After big data makes individual DNA sequencing possible, we'll be able to
start clustering results and then reverse engineer illnesses to find even more
risk factors and correlations between illness and ethnography. These are
potentially important achievements for the Pharma industry and governments
alike.

------
trebor
Sequencing your DNA is of limited use since your phenotype is the expression
of your genetic code. And your phenotype may be the direct opposite of what
you are genetically predisposed to. Without knowledge of your phenotype the
mapping of your genome is less useful, and possibly counter productive.
(Better to eat methyl donors that toggle your genes, than to take DNA-tailored
drugs...)

A not-quite-layman's look at epigenetics can be gotten from the book,
Pottenger's Prophecy[1]. It has quite a lot of information and shouldn't be
skimmed (as much to myself, as to any with leanings toward skimming
everything).
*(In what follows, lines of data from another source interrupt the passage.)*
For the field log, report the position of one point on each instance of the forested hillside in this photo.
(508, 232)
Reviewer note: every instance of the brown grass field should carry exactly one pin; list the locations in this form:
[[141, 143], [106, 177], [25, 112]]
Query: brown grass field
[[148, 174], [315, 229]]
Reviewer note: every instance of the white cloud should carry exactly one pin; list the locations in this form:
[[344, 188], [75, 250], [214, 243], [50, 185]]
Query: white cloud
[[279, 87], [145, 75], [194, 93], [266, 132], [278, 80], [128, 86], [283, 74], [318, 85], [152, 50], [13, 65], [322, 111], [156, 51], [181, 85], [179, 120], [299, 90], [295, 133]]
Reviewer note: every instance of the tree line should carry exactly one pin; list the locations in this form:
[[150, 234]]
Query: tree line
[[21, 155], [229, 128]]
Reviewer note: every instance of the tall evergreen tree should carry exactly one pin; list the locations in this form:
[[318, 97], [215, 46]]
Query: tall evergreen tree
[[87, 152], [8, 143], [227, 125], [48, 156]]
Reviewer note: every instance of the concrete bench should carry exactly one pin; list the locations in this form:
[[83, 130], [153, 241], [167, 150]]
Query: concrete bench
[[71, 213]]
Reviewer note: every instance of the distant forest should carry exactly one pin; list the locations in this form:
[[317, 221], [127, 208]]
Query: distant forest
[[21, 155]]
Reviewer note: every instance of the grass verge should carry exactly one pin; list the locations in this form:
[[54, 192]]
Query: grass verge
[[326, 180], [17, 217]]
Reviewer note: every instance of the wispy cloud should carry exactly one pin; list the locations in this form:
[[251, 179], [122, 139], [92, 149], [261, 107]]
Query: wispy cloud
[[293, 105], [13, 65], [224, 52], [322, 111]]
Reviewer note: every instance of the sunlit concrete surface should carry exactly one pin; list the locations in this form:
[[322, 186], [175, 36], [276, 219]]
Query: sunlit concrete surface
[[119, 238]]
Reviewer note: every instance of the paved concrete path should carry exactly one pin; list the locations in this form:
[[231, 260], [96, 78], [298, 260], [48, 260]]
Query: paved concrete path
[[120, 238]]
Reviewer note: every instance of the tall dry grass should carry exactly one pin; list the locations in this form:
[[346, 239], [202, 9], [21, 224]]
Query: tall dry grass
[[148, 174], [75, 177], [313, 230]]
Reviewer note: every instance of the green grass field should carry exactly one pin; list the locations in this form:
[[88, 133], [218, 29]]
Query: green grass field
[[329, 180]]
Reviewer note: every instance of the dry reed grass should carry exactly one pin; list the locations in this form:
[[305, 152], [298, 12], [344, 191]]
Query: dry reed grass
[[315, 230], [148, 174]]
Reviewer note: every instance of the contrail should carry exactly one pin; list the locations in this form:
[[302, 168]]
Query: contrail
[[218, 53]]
Those wanting more detail should check out the studies referenced
by the book.

    
    
      [1]:http://www.amazon.com/Pottengers-Prophecy-Resets-Wellness-Illness/dp/1935052330

------
mylons
bioinformatics grinder here. sequencing dna is getting cheap enough, and there
are mutations that are known to be associated with specific disease and
cancer. these mutations can be found with sequencing, and a lot of them can be
treated with existing drugs/methods.

that said there's still quite a bit to learn about dna.